Its European Dining Index showed that UK restaurants received more than £126m of new business through online channels. The organisation said it delivered 4,673,369 dined covers to UK restaurants in first 24 weeks of 2012, 50% of which were booked by new customers who had found the restaurant while browsing online.
But it warned that around a third of UK restaurants still didn't have a website, and estimated that the average restaurant that wasn't online was losing more than £31,000 in revenue each year.

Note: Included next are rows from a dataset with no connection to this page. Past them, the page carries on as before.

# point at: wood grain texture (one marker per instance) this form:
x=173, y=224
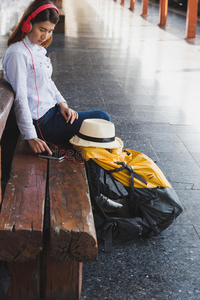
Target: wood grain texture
x=64, y=280
x=72, y=230
x=21, y=218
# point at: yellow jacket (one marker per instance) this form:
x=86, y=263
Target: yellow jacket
x=139, y=162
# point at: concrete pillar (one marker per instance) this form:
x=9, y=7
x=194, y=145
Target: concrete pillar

Colin Tenwick, chief executive of Livebookings, said: "Restaurants not making use of online, mobile and social bookings is almost tantamount to adopting a no children policy; they shut themselves off to roughly the same amount of potential business. A significant proportion of customers looking for a restaurant start their search online or on mobile. Almost all other consumer-facing sectors, including retail and travel, have radically changed their marketing strategies to respond to that, and now it's time for all UK restaurants to do the same."
The Livebookings European Dining Index, based on interviews with 250 UK restaurants and supported by industry data, found that 92% considered technology to be important or essential to achieving their business goals.
But it also found that adoption of the online and mobile marketing tools available had remained low. It claimed only 7% of UK restaurants had used e-mail marketing, while only 1% used it regularly.
The biannual index of UK restaurants also found that staff costs, rent and rates, and food costs were the current three biggest expenditures facing hospitality businesses. Food, beverage and energy costs were also named as the three factors that have most increased restaurants' overheads in the past six months. Meanwhile, demand for discounts, recessionary pressures and increasing VAT were said to be the biggest causes for changes to menu prices over the same period.
Tenwick said: "From this data, we can see that the priorities of many restaurants haven't changed significantly since the 1950s! Staff, rent and the price of raw materials are still the major concerns, and restaurants simply don't have the time or leeway to stand back and consider longer-term trends or changes that could help their businesses to survive the double-dip recession."